Inapplicability to short-term leases
Based on the analysis of the structure of the Commercial Lease Act, it should also be noted that the above-mentioned amendments do not apply to leases concluded for a one-year period or less (except, in the case where the tenant remains in the premises at the end of the agreed period without opposition from the landlord, so that he/she occupies them for a total duration of more than one year).
The scale tips more (too much?) towards the franchisee tenant
The goal pursued by the Walloon legislator is very clear: the aim of the Regional Act is to protect the franchisee-tenant.
Nevertheless, the Council of State was quite critical in its advisory opinion on the preliminary draft of the Regional Act. In its view, the new changes only seem to privilege the interests of tenant-franchisees instead of those of landlord-franchisors, which could constitute a violation of the principle of proportionality.

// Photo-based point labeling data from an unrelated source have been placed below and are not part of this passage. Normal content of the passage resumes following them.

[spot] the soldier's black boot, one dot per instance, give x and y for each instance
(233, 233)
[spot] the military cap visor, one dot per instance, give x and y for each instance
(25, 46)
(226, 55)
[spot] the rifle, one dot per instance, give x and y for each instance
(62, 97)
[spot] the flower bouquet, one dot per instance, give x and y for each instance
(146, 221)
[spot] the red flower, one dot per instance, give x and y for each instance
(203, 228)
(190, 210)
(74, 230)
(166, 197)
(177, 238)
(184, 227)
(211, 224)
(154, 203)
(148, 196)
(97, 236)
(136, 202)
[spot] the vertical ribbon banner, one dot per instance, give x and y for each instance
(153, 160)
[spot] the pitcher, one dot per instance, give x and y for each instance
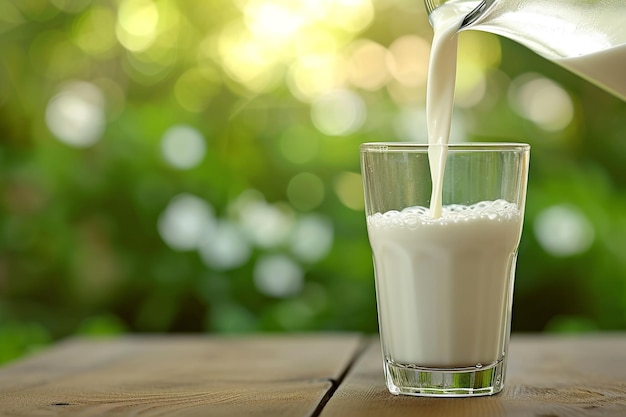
(587, 37)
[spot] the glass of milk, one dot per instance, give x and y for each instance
(444, 283)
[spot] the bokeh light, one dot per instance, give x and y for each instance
(183, 147)
(541, 101)
(76, 115)
(339, 113)
(185, 221)
(563, 230)
(278, 276)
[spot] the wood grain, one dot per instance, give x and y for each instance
(547, 377)
(179, 376)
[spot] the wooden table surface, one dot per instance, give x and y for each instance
(327, 375)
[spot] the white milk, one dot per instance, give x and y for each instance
(444, 286)
(440, 93)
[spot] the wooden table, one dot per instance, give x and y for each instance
(324, 375)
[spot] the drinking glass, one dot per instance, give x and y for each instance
(444, 285)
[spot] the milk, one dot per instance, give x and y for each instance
(444, 285)
(440, 94)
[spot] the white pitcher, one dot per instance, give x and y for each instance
(587, 37)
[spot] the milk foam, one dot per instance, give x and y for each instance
(444, 285)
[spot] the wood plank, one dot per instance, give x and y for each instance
(179, 376)
(548, 376)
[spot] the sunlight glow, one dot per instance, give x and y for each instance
(137, 24)
(563, 230)
(76, 115)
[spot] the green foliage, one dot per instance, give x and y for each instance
(81, 204)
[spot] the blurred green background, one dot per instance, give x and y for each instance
(192, 166)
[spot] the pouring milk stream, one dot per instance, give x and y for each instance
(586, 37)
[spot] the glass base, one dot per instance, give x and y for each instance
(403, 379)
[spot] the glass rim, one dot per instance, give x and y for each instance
(385, 147)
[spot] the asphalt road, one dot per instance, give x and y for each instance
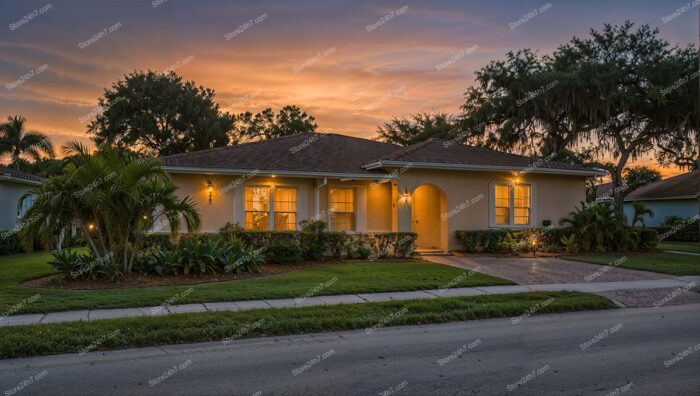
(630, 351)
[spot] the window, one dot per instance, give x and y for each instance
(257, 208)
(342, 205)
(285, 209)
(26, 204)
(512, 204)
(521, 204)
(502, 204)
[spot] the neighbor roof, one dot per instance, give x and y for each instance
(446, 154)
(681, 186)
(333, 154)
(19, 176)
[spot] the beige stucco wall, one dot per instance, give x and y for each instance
(554, 196)
(378, 204)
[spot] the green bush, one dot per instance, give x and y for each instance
(648, 237)
(9, 243)
(286, 253)
(484, 241)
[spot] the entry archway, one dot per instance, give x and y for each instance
(428, 205)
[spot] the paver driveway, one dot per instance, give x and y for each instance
(538, 271)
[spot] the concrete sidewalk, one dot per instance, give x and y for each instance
(90, 315)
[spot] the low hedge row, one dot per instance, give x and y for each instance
(546, 239)
(292, 247)
(680, 233)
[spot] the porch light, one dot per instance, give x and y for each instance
(210, 189)
(405, 197)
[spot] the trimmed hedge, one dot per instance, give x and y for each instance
(312, 246)
(688, 233)
(547, 239)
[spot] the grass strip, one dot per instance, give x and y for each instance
(328, 279)
(33, 340)
(664, 263)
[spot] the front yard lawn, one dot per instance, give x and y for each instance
(665, 263)
(690, 247)
(339, 278)
(219, 326)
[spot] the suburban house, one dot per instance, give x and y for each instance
(13, 185)
(675, 196)
(433, 188)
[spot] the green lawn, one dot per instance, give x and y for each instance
(689, 247)
(665, 263)
(361, 277)
(218, 326)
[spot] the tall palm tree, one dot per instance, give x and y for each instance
(113, 197)
(16, 142)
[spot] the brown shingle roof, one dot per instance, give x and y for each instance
(311, 152)
(685, 185)
(15, 174)
(439, 151)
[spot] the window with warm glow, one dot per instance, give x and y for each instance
(285, 209)
(342, 205)
(257, 208)
(502, 204)
(512, 204)
(521, 204)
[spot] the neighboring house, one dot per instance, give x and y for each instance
(675, 196)
(13, 185)
(357, 185)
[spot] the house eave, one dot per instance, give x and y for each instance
(270, 172)
(19, 180)
(661, 198)
(488, 168)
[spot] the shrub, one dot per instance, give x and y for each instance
(9, 243)
(648, 237)
(236, 257)
(485, 241)
(335, 243)
(286, 253)
(199, 255)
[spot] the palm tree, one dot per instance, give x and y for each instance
(16, 142)
(113, 197)
(639, 212)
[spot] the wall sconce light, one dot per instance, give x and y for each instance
(405, 197)
(210, 188)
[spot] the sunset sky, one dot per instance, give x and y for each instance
(334, 59)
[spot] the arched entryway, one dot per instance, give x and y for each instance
(428, 205)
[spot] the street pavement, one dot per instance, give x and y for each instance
(645, 351)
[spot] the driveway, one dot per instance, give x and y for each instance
(538, 271)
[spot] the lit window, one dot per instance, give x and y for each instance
(285, 209)
(342, 202)
(521, 204)
(257, 208)
(502, 204)
(512, 199)
(26, 204)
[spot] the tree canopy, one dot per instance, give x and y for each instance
(290, 120)
(19, 144)
(623, 88)
(159, 114)
(417, 128)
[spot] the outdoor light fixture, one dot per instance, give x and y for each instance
(210, 188)
(405, 197)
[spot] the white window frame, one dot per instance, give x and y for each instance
(354, 206)
(511, 200)
(271, 205)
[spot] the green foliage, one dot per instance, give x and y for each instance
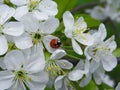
(91, 22)
(117, 52)
(64, 5)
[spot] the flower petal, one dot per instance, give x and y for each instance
(5, 13)
(2, 65)
(13, 28)
(14, 59)
(20, 11)
(65, 64)
(23, 42)
(36, 62)
(75, 75)
(109, 62)
(59, 83)
(19, 2)
(110, 43)
(58, 54)
(6, 79)
(3, 45)
(40, 15)
(49, 7)
(46, 40)
(76, 47)
(102, 32)
(80, 24)
(69, 23)
(49, 26)
(31, 24)
(85, 39)
(118, 86)
(85, 80)
(68, 20)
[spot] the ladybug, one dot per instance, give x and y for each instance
(55, 43)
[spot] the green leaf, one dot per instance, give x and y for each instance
(64, 5)
(91, 22)
(90, 86)
(117, 52)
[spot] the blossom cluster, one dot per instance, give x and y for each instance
(32, 57)
(110, 9)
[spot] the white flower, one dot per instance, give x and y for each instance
(37, 32)
(98, 73)
(101, 51)
(22, 70)
(9, 28)
(75, 31)
(118, 86)
(42, 9)
(64, 82)
(55, 65)
(97, 13)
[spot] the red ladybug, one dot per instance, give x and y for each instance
(55, 43)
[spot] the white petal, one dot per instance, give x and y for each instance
(108, 81)
(40, 15)
(35, 62)
(68, 20)
(94, 66)
(3, 45)
(6, 79)
(2, 65)
(46, 40)
(65, 64)
(110, 43)
(20, 11)
(31, 24)
(49, 26)
(118, 86)
(35, 66)
(109, 62)
(23, 42)
(75, 75)
(85, 39)
(49, 7)
(13, 28)
(59, 82)
(97, 13)
(83, 65)
(76, 47)
(14, 59)
(18, 85)
(98, 75)
(85, 81)
(58, 54)
(19, 2)
(80, 24)
(5, 13)
(102, 32)
(86, 53)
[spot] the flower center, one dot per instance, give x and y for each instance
(36, 37)
(21, 75)
(53, 68)
(1, 28)
(33, 4)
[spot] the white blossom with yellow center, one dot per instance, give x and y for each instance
(75, 30)
(101, 51)
(42, 9)
(23, 69)
(8, 28)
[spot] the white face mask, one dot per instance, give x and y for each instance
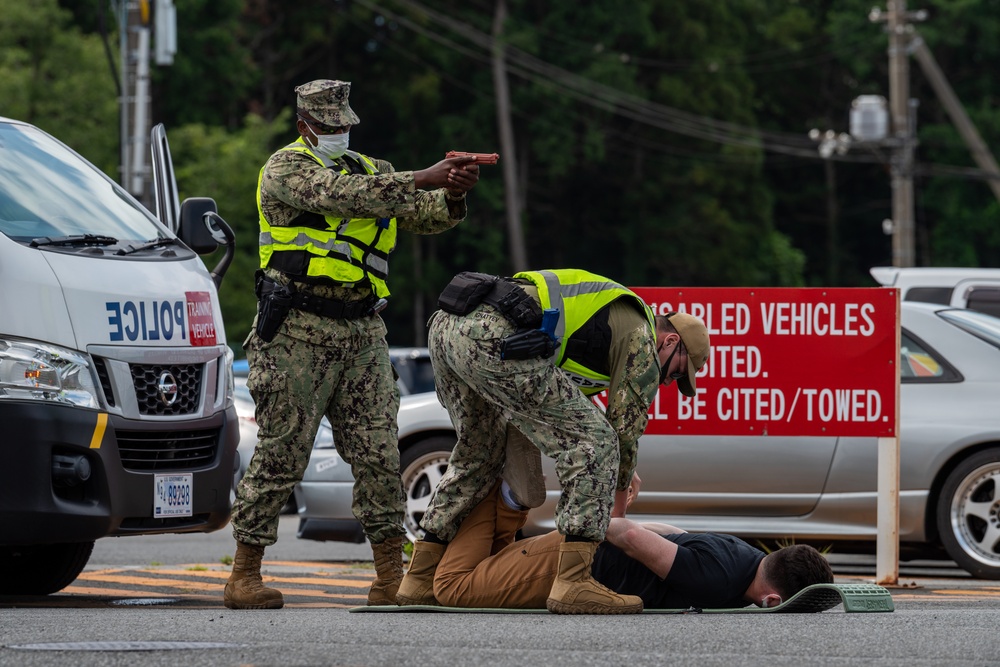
(330, 145)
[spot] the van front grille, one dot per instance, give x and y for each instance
(167, 451)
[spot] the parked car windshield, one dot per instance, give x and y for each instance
(982, 326)
(47, 190)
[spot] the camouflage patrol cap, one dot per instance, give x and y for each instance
(694, 335)
(326, 101)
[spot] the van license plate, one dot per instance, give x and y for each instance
(172, 495)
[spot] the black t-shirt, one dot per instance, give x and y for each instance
(711, 571)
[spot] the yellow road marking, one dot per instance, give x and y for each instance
(99, 428)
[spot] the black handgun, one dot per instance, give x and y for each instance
(272, 309)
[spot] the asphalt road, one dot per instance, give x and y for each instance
(158, 601)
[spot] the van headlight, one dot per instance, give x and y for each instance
(41, 372)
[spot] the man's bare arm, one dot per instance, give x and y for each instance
(643, 544)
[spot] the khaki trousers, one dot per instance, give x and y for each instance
(484, 567)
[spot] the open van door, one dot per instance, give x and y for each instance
(164, 183)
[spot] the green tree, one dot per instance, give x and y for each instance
(54, 76)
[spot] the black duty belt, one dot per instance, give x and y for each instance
(310, 303)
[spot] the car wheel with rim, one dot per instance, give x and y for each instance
(968, 514)
(422, 465)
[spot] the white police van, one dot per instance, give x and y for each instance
(115, 377)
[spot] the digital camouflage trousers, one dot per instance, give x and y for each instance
(346, 375)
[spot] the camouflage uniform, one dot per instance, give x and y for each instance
(595, 453)
(319, 366)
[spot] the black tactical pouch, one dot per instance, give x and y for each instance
(466, 291)
(528, 344)
(274, 300)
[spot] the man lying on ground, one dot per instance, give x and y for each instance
(664, 565)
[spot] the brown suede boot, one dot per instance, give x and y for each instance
(388, 571)
(245, 589)
(418, 584)
(576, 592)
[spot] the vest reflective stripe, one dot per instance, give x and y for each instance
(579, 295)
(348, 251)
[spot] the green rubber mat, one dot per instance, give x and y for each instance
(818, 597)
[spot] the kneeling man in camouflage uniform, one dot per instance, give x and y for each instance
(510, 358)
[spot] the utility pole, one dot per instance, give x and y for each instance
(518, 252)
(903, 227)
(135, 22)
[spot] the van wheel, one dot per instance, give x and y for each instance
(968, 514)
(422, 465)
(41, 570)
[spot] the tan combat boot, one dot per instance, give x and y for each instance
(575, 592)
(245, 589)
(388, 571)
(418, 584)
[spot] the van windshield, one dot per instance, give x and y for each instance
(49, 192)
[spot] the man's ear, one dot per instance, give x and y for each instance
(771, 600)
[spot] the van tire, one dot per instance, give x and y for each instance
(42, 570)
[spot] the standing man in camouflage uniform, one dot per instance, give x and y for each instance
(328, 221)
(494, 372)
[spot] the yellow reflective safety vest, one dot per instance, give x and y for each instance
(317, 248)
(585, 342)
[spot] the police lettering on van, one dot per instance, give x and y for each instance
(190, 319)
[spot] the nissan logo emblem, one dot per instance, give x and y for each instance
(167, 388)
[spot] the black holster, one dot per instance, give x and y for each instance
(274, 300)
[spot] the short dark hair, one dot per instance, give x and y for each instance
(790, 569)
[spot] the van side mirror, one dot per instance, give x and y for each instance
(203, 230)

The Walloon legislator did not really respond to these criticisms, and insisted merely on the legal certainty that the Regional Act would provide.
Conclusion: it is necessary to adapt the contracts used in Wallonia
The regionalisation of the Commercial Lease Act has direct and vital consequences for commercial partnership contracts and, consequently, for franchise contracts.
In this respect, the Walloon legislator clearly wanted to protect the franchisee: not only can he/she continue to operate the commercial premises after the end of the franchise agreement, but he/she will also be entitled, contrary to what was the case, to eviction damages if the franchisor also decides to terminate the lease agreement.
The main actors will have to be careful that the contracts they generally use in the Walloon Region take these new provisions into account, not to mention that they will also have to handle both separate regimes of the franchise agreement and the commercial lease agreement in a consistent and prudent manner.